10月22日の橋下知事の辞職・大阪市長選挙出馬表明にあたって、府職労は書記長談話を発表しました。
橋下知事の辞職表明にあたって(書記長談話)
10月22日未明、橋下知事は、来年2月5日までの任期を残し、辞職を表明し、その後の記者会見で大阪市長選挙への出馬を表明しました。今回の辞職は、府知事選挙と大阪市長選挙(11月27日)のダブル選に持ち込むためであり、府民不在の「大阪都構想」に執着する無責任な体質をあらわにしたものです。
橋下知事は、就任と同時に「大阪府は破産会社」と煽り立て、府職員の給与カットなどを突破口に、救命救急や防災・福祉・教育・中小企業関連予算など、府民のいのちと暮らしに直結する施策を次々に削り続けてきました。その影響は、府民生活に大きく及び、全国平均を大きく上回る企業倒産件数、完全失業率、生活保護率などの数字に表われています。府内総生産・府民所得も減少し、大阪経済の低迷は深刻になっており、府民の生活や中小企業の支援こそ求められています。
このように深刻な府民の生活や中小企業の経営を放置し続け、大阪市の権限と財源を一手に握るために「大阪都構想」を打ち出し、知事の任務を放り出して、大阪市長選挙にくら替え出馬することは、府民の暮らしをかえりみない橋下知事の本質を表しています。
橋下知事は、府議会や職員・府民の声や指摘を無視し続け、WTCビルを購入し、事実上の府庁移転を強引に進めてきました。専門家の再三の指摘により「全面移転は断念」しましたが、引き続き府庁舎として使用する考えはあらためていません。大手前と咲洲の両庁舎の維持には、今後30年間で約1200億円かかると試算され、税金のムダづかいを拡大するものです。「庁舎移転」は、まさに税金のムダづかいであり、明らかに橋下知事の失政です。その責任は重大であり、府知事はもちろん、大阪市長になる資格もありません。

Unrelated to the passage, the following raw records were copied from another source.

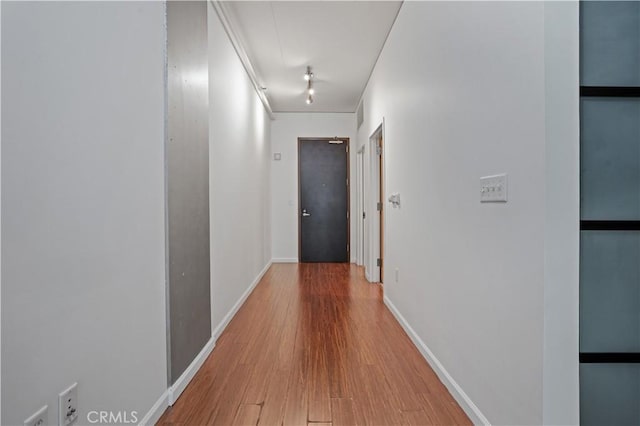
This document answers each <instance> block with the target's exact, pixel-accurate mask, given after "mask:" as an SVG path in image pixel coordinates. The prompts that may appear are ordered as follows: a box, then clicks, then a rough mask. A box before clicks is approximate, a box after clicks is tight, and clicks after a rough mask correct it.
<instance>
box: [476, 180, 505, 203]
mask: <svg viewBox="0 0 640 426" xmlns="http://www.w3.org/2000/svg"><path fill="white" fill-rule="evenodd" d="M480 202H481V203H506V202H507V174H506V173H503V174H500V175H493V176H484V177H481V178H480Z"/></svg>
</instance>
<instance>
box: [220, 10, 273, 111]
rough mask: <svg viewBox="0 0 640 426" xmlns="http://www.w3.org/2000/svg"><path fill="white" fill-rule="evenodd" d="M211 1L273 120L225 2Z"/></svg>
mask: <svg viewBox="0 0 640 426" xmlns="http://www.w3.org/2000/svg"><path fill="white" fill-rule="evenodd" d="M209 1H210V2H211V6H213V9H214V10H215V11H216V14H217V15H218V18H219V19H220V23H221V24H222V27H223V28H224V31H225V32H226V33H227V36H228V37H229V41H231V45H232V46H233V49H234V50H235V51H236V54H237V55H238V58H239V59H240V62H241V63H242V66H243V67H244V70H245V71H246V73H247V76H248V77H249V80H251V84H252V85H253V88H254V90H255V91H256V94H257V95H258V97H259V98H260V101H262V105H263V106H264V109H265V110H266V111H267V114H269V118H270V119H271V120H273V119H274V115H273V110H272V109H271V104H270V103H269V99H268V98H267V95H265V93H264V90H262V85H261V84H260V83H259V82H258V76H257V74H256V72H255V69H254V68H253V64H251V60H250V59H249V55H247V52H246V50H245V48H244V46H243V44H242V42H241V41H240V38H239V37H238V36H237V33H236V31H234V29H233V24H232V21H231V20H230V19H229V17H228V16H229V12H228V11H227V7H226V6H225V5H224V2H222V1H219V0H209Z"/></svg>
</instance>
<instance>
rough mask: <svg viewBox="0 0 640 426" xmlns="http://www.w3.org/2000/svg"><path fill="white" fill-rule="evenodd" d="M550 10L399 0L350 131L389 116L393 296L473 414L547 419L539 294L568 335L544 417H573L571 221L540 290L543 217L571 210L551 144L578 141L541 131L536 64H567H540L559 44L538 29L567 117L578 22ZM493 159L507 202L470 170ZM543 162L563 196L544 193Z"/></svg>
mask: <svg viewBox="0 0 640 426" xmlns="http://www.w3.org/2000/svg"><path fill="white" fill-rule="evenodd" d="M569 15H571V14H570V13H569ZM551 18H552V16H546V15H545V5H544V4H543V3H541V2H540V3H538V2H526V3H525V2H496V3H488V2H477V3H476V2H405V3H404V5H403V6H402V9H401V11H400V14H399V16H398V18H397V21H396V24H395V26H394V28H393V30H392V31H391V34H390V36H389V39H388V40H387V43H386V46H385V48H384V50H383V52H382V55H381V56H380V59H379V62H378V63H377V65H376V68H375V70H374V73H373V75H372V78H371V80H370V82H369V84H368V87H367V89H366V91H365V94H364V97H363V99H364V106H365V122H364V124H363V126H362V127H361V128H360V131H359V133H358V142H359V144H360V145H362V144H364V143H366V142H367V141H368V138H369V136H370V135H371V133H372V132H373V131H374V130H375V128H376V127H377V126H378V125H379V124H380V122H381V121H382V119H383V118H384V119H385V156H386V158H385V162H386V166H385V172H386V179H385V186H386V188H385V192H386V193H391V192H399V193H400V194H401V200H402V206H401V208H399V209H391V208H387V209H386V224H385V229H386V235H385V244H386V245H385V255H384V257H385V260H386V266H385V280H384V281H385V294H386V297H387V298H388V299H387V300H388V303H389V304H390V306H395V308H396V309H397V314H399V316H400V317H402V318H403V319H404V320H405V326H408V327H407V329H409V327H410V328H411V329H412V330H410V331H413V332H414V335H413V337H414V339H415V340H416V341H417V342H418V344H419V345H420V346H421V349H422V350H423V353H425V354H430V355H431V356H433V359H432V361H433V360H436V361H437V362H434V364H438V363H439V364H440V365H441V366H442V367H443V370H442V371H441V373H443V372H446V374H448V375H449V378H450V379H451V381H450V382H449V385H450V386H451V389H454V388H455V386H458V389H457V390H455V389H454V393H455V394H456V396H457V397H458V398H459V400H460V401H462V403H463V405H464V406H465V408H466V409H467V410H468V412H469V413H470V414H471V416H472V418H473V420H474V421H476V422H482V421H489V422H491V423H493V424H541V423H542V422H543V370H545V372H546V369H543V362H544V363H547V362H550V360H549V359H548V358H547V356H550V357H553V356H554V355H553V354H551V353H549V351H547V352H546V353H545V357H544V358H543V350H544V344H545V342H548V341H549V339H547V338H546V337H545V335H544V331H545V327H544V326H545V319H546V317H545V314H546V313H547V311H546V310H545V308H546V307H549V308H550V309H555V310H557V309H558V307H559V306H562V305H564V306H565V307H566V309H567V311H568V313H569V314H568V318H565V317H558V318H555V321H554V322H553V326H559V325H562V330H563V331H568V332H569V334H570V336H569V342H568V343H567V344H566V345H564V346H563V347H562V346H559V347H558V350H559V351H560V352H561V354H559V355H558V356H560V357H562V359H563V360H565V361H567V362H569V365H568V366H567V367H568V368H569V369H570V370H571V372H570V376H569V377H568V378H567V379H566V380H564V382H563V383H562V391H567V392H570V395H567V396H566V397H565V399H564V401H569V402H570V404H569V406H567V407H566V409H565V410H566V411H565V414H566V413H568V415H565V416H561V415H558V413H555V414H553V415H551V417H546V416H545V417H544V420H550V419H552V418H553V419H555V420H557V419H564V420H567V421H570V422H571V421H573V420H575V419H576V418H577V417H575V416H574V411H575V409H576V406H575V404H574V401H575V400H577V399H576V398H577V394H576V392H577V386H574V385H577V376H575V370H576V368H577V357H573V358H572V357H571V355H574V354H575V352H576V351H577V347H574V346H573V345H574V343H575V342H574V338H575V336H576V333H577V328H573V327H576V325H575V323H574V322H573V320H574V316H575V313H576V308H577V293H575V291H574V290H575V288H577V287H575V288H574V286H577V281H573V280H575V279H576V276H575V270H576V268H577V259H576V257H575V254H576V253H575V252H574V251H573V250H575V248H576V247H577V246H576V243H577V240H576V233H575V229H573V230H572V231H571V232H565V233H563V234H562V235H556V239H555V240H554V241H553V243H558V242H561V243H562V244H563V246H562V247H563V249H562V250H563V254H567V255H568V256H567V258H566V259H567V262H568V266H567V268H566V269H568V271H565V272H566V273H567V278H568V279H570V280H572V281H570V282H569V283H566V285H567V286H568V287H567V289H566V290H562V291H560V292H558V293H557V296H558V297H559V298H561V299H559V300H556V301H555V302H554V303H553V306H550V305H549V306H546V305H545V297H544V296H545V288H546V287H548V286H547V282H546V281H545V280H547V279H550V276H549V275H551V274H553V273H552V271H551V270H549V269H548V267H549V264H548V263H547V262H546V261H547V260H549V256H547V255H546V253H545V248H547V249H548V248H549V243H551V242H550V241H546V240H545V238H548V237H549V235H550V233H549V232H547V231H548V226H547V225H548V224H547V223H546V221H547V220H548V219H549V217H550V215H553V213H554V212H556V213H557V212H558V211H559V210H558V209H560V208H562V207H566V206H567V205H568V206H569V207H570V210H569V211H568V212H565V213H566V214H564V215H563V219H562V220H560V222H558V225H559V226H565V225H566V224H567V222H571V220H574V221H575V220H577V210H576V209H575V207H576V204H575V202H576V199H577V179H576V176H577V169H576V168H575V166H576V158H575V157H569V158H567V159H566V163H565V162H564V160H563V159H562V158H557V157H555V155H556V154H559V153H560V151H563V152H565V153H567V154H569V155H575V152H577V151H576V147H577V143H578V142H577V139H576V138H575V135H576V133H575V132H573V133H572V132H571V131H569V132H567V130H566V129H567V127H563V126H561V125H558V126H557V127H556V128H555V130H552V131H550V133H548V132H547V129H546V120H548V119H550V117H549V116H548V115H547V114H546V111H545V108H546V107H547V106H549V104H550V103H551V101H549V100H547V99H546V98H545V94H546V92H545V89H548V88H549V86H548V84H547V78H550V77H549V76H547V75H546V74H547V73H554V72H556V71H557V68H560V67H561V66H562V65H563V63H562V62H559V63H558V64H557V65H551V66H547V67H545V60H547V59H548V60H552V59H553V58H555V54H554V55H551V54H547V52H546V51H545V48H546V47H548V46H547V45H545V31H547V33H546V35H547V36H549V37H553V38H554V40H553V43H557V45H556V46H555V49H557V50H556V53H557V52H560V51H567V52H570V56H571V58H570V59H569V60H568V63H569V65H571V66H572V67H571V68H570V69H569V70H566V71H564V73H565V74H566V75H565V76H564V77H563V78H561V80H560V81H559V82H558V83H559V84H558V85H554V86H553V87H554V89H555V90H556V91H558V92H561V93H559V94H558V96H559V97H560V98H562V99H563V105H562V107H558V108H556V109H555V110H554V113H558V114H561V115H562V117H566V118H568V122H567V123H566V126H569V128H570V129H573V130H575V131H577V125H576V121H575V117H576V114H577V103H575V104H572V103H571V99H572V96H574V95H575V89H576V87H577V86H575V85H574V84H577V80H576V79H575V78H576V77H577V74H571V73H575V72H577V71H576V70H577V68H575V64H574V63H573V62H572V61H574V60H575V53H576V52H577V44H576V43H577V42H576V40H575V37H574V36H573V35H574V33H575V32H576V31H577V21H576V20H575V19H569V20H568V21H567V22H564V23H563V24H564V28H563V27H562V26H561V25H559V22H557V21H554V20H553V19H551ZM547 20H550V21H553V25H554V27H553V28H552V29H547V28H546V27H545V26H546V24H547ZM566 34H569V36H568V37H563V35H566ZM556 37H557V38H556ZM566 63H567V61H565V63H564V64H566ZM571 75H573V77H574V78H573V79H572V78H570V76H571ZM567 84H570V85H571V86H570V87H568V86H566V85H567ZM567 91H568V92H567ZM563 108H568V109H566V110H563ZM563 132H564V133H563ZM563 135H568V136H569V137H570V139H569V140H566V141H565V144H564V145H563V147H562V148H559V149H558V150H555V151H554V154H552V155H551V156H552V157H553V158H549V156H548V155H547V146H549V144H551V143H554V141H555V140H557V138H561V137H562V136H563ZM547 138H549V139H547ZM552 159H553V160H555V163H554V164H552V165H551V166H552V167H553V175H552V174H551V173H552V172H551V171H550V170H547V166H549V165H550V162H551V160H552ZM564 166H567V167H568V168H567V169H564V170H563V167H564ZM496 173H508V175H509V202H508V203H506V204H481V203H480V201H479V178H480V177H481V176H486V175H492V174H496ZM550 176H553V179H557V180H558V181H559V182H560V183H561V187H562V190H563V191H566V196H567V197H568V198H569V199H570V201H568V202H563V201H562V200H560V199H558V197H557V195H558V193H555V194H553V195H551V194H547V193H546V191H547V190H548V189H549V187H550V186H551V182H550V179H549V177H550ZM549 202H553V203H554V204H553V205H549V204H547V203H549ZM387 206H389V204H387ZM574 215H575V217H574ZM565 249H566V250H569V253H565V252H564V250H565ZM395 268H398V269H399V282H395V277H394V269H395ZM549 284H551V283H549ZM574 293H575V294H574ZM574 296H575V298H574ZM550 324H551V323H550ZM555 337H556V338H557V336H555ZM556 340H557V339H556ZM554 341H555V340H554ZM567 351H569V352H570V353H569V354H568V352H567ZM567 354H568V355H569V356H565V355H567ZM556 367H557V363H556ZM550 371H551V370H550ZM554 371H555V370H554ZM443 377H444V375H443ZM562 381H563V380H559V381H557V383H560V382H562ZM548 385H549V386H550V385H552V382H549V383H544V389H545V390H547V389H548V387H547V386H548ZM465 398H466V400H465ZM474 406H475V407H474ZM474 408H475V411H473V410H474ZM549 408H550V409H551V408H552V407H549ZM555 408H556V409H557V408H558V407H555Z"/></svg>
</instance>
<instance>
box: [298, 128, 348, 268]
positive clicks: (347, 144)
mask: <svg viewBox="0 0 640 426" xmlns="http://www.w3.org/2000/svg"><path fill="white" fill-rule="evenodd" d="M330 141H343V142H344V143H345V144H346V147H347V152H346V162H347V263H351V167H350V165H351V161H349V158H350V153H349V151H350V149H351V147H350V140H349V138H348V137H346V136H334V137H321V138H312V137H298V145H297V146H296V149H297V150H298V163H297V164H296V167H297V168H298V207H297V209H296V215H297V217H298V262H300V259H302V212H301V210H300V208H301V206H300V200H301V199H302V197H301V195H302V194H301V188H302V187H301V185H300V145H301V144H302V143H303V142H330Z"/></svg>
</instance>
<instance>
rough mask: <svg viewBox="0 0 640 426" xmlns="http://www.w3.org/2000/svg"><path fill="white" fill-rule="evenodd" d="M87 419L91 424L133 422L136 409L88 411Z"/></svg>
mask: <svg viewBox="0 0 640 426" xmlns="http://www.w3.org/2000/svg"><path fill="white" fill-rule="evenodd" d="M87 420H88V421H89V423H91V424H135V423H138V412H137V411H116V412H113V411H89V413H88V414H87Z"/></svg>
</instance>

また、橋下知事は「職員基本条例案」「教育基本条例案」(以下「2条例」)を自らが代表を務める「維新の会」を通じて、府議会に提出しました。この「2条例」を府知事選挙・大阪市長選挙の争点の1つにするのが狙いであり、教育や行政を「政争の具」にすることは許されません。また「2条例」提出は、職場と府民を大混乱させ、多くの府民や識者からも反対の声が広がっています。

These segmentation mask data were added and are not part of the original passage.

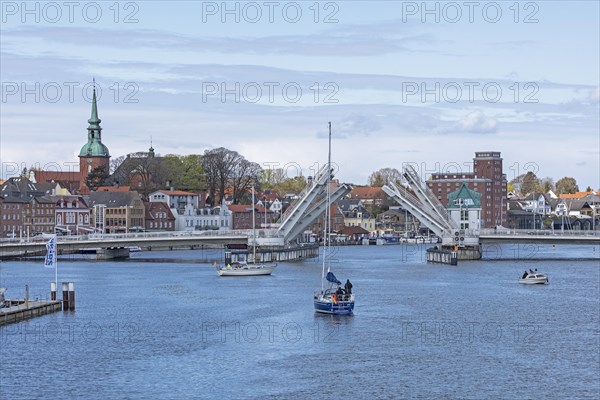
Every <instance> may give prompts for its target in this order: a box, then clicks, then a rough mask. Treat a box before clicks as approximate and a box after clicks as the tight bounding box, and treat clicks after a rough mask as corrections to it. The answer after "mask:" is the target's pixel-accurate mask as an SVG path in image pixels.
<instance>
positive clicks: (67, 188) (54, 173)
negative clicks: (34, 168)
mask: <svg viewBox="0 0 600 400" xmlns="http://www.w3.org/2000/svg"><path fill="white" fill-rule="evenodd" d="M33 176H34V178H35V180H36V182H40V183H49V182H56V183H58V184H60V186H62V187H64V188H67V189H68V190H69V191H70V192H74V191H75V190H77V189H79V182H80V181H81V173H80V172H79V171H33Z"/></svg>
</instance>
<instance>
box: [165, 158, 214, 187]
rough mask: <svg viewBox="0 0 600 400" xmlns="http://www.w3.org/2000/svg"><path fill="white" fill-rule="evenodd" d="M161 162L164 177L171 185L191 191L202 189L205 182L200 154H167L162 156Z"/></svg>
mask: <svg viewBox="0 0 600 400" xmlns="http://www.w3.org/2000/svg"><path fill="white" fill-rule="evenodd" d="M162 163H163V168H164V169H165V176H166V179H167V180H168V181H169V182H170V183H171V186H173V187H175V188H177V189H182V190H190V191H193V192H196V191H199V190H201V189H204V187H205V185H206V183H205V174H204V168H203V167H202V156H201V155H199V154H190V155H187V156H178V155H175V154H168V155H166V156H165V157H163V158H162Z"/></svg>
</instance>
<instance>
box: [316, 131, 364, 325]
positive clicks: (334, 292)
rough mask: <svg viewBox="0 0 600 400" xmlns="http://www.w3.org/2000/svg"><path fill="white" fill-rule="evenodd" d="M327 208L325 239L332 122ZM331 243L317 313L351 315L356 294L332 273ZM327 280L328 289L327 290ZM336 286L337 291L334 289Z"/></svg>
mask: <svg viewBox="0 0 600 400" xmlns="http://www.w3.org/2000/svg"><path fill="white" fill-rule="evenodd" d="M327 172H328V174H329V175H328V179H327V186H326V187H327V191H326V198H327V207H326V208H325V230H324V232H323V237H325V238H328V237H330V233H331V232H330V231H331V216H330V215H329V213H330V210H331V204H330V197H329V196H330V194H329V183H330V180H331V172H332V169H331V122H330V123H329V154H328V159H327ZM330 242H331V241H330V240H326V242H325V243H324V246H323V268H322V272H321V289H320V290H318V291H316V292H315V294H314V296H313V303H314V307H315V311H316V312H318V313H323V314H334V315H349V314H352V312H353V311H354V294H353V293H352V284H351V283H350V280H347V281H346V284H345V285H344V288H343V289H342V288H341V286H340V285H341V282H340V281H339V280H338V279H337V278H336V277H335V275H334V274H333V272H331V243H330ZM325 264H327V275H325ZM325 280H327V282H329V283H328V287H327V289H325V285H324V284H325ZM334 285H335V287H336V288H335V289H334Z"/></svg>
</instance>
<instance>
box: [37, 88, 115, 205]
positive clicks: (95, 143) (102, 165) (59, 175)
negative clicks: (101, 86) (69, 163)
mask: <svg viewBox="0 0 600 400" xmlns="http://www.w3.org/2000/svg"><path fill="white" fill-rule="evenodd" d="M100 122H101V120H100V118H98V107H97V103H96V88H95V87H94V92H93V96H92V112H91V116H90V119H88V123H89V125H88V128H87V142H86V143H85V144H84V145H83V146H82V147H81V150H80V151H79V171H77V170H76V168H77V167H75V166H71V165H69V164H68V163H65V164H64V166H65V170H63V171H50V170H47V171H43V170H35V171H33V177H34V179H35V181H36V182H38V183H51V182H56V183H60V184H61V186H62V187H64V188H66V189H68V190H69V192H70V193H87V192H89V188H88V187H87V185H86V180H87V178H88V175H89V174H90V173H91V172H92V171H94V170H97V169H99V168H103V169H104V171H105V172H106V174H108V172H109V167H110V154H109V152H108V147H106V145H105V144H104V143H102V134H101V132H102V127H100Z"/></svg>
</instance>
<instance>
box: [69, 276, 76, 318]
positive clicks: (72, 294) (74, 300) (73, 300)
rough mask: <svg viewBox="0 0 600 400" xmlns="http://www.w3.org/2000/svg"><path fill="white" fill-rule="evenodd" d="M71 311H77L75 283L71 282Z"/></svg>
mask: <svg viewBox="0 0 600 400" xmlns="http://www.w3.org/2000/svg"><path fill="white" fill-rule="evenodd" d="M69 310H71V311H75V282H69Z"/></svg>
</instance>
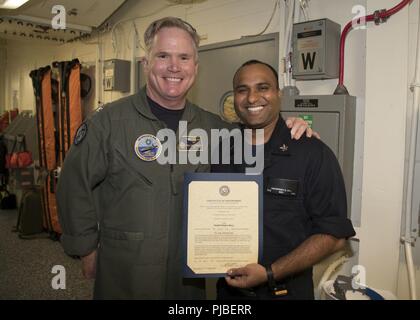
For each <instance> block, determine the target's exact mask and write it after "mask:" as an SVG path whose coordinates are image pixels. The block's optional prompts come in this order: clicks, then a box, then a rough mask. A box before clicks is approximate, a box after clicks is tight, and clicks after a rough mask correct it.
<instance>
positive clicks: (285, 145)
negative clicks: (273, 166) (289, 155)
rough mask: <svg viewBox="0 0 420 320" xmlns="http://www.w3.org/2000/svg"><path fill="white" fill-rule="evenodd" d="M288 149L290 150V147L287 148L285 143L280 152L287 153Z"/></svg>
mask: <svg viewBox="0 0 420 320" xmlns="http://www.w3.org/2000/svg"><path fill="white" fill-rule="evenodd" d="M288 149H289V147H288V146H286V145H285V144H284V143H283V145H282V146H281V147H280V150H281V151H283V152H286V151H287V150H288Z"/></svg>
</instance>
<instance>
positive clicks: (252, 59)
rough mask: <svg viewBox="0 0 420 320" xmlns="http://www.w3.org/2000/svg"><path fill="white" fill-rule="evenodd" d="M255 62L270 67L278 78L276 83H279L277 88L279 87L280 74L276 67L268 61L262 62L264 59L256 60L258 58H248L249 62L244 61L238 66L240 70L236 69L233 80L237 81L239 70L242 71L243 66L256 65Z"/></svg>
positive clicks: (271, 70) (273, 74) (244, 66)
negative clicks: (237, 75) (271, 65)
mask: <svg viewBox="0 0 420 320" xmlns="http://www.w3.org/2000/svg"><path fill="white" fill-rule="evenodd" d="M254 64H262V65H264V66H266V67H268V68H269V69H270V70H271V72H273V75H274V77H275V78H276V85H277V89H279V74H278V73H277V71H276V69H274V68H273V67H272V66H271V65H269V64H268V63H266V62H262V61H259V60H256V59H252V60H248V61H247V62H245V63H243V64H242V65H241V66H240V67H239V68H238V70H236V72H235V75H234V76H233V81H235V78H236V76H237V75H238V73H239V71H240V70H241V69H242V68H243V67H246V66H251V65H254Z"/></svg>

府職労は、この4年間、「憲法を職場と暮らしのすみずみに生かし、働くルールを確立する」「府民のいのちと暮らしを守る府政を実現する」「誇りを持って仕事のできる職場づくりをすすめる」という立場を明確にし、橋下知事のさまざまな攻撃に対し、真正面から堂々と対決してきました。
いま、東日本大震災を受け、日本の政治のあり方や自治体のあり方が根本から問われ、自治体労働者の役割も大きく見直されているときです。今度の府知事選挙は、府政を府民の手に取り戻すと同時に、府職員の誇りや働きがいを取り戻す大きなチャンスです。
府職労は「2条例」撤回、秋季年末要求の実現をめざし、全力で取り組みをすすめると同時に、すでに府知事選挙への出馬を表明している「明るい会」の梅田章二さんを先頭に「安全・安心、やさしさの大阪」「府民のいのちと暮らしを守る府政」の実現に全力を挙げるものです。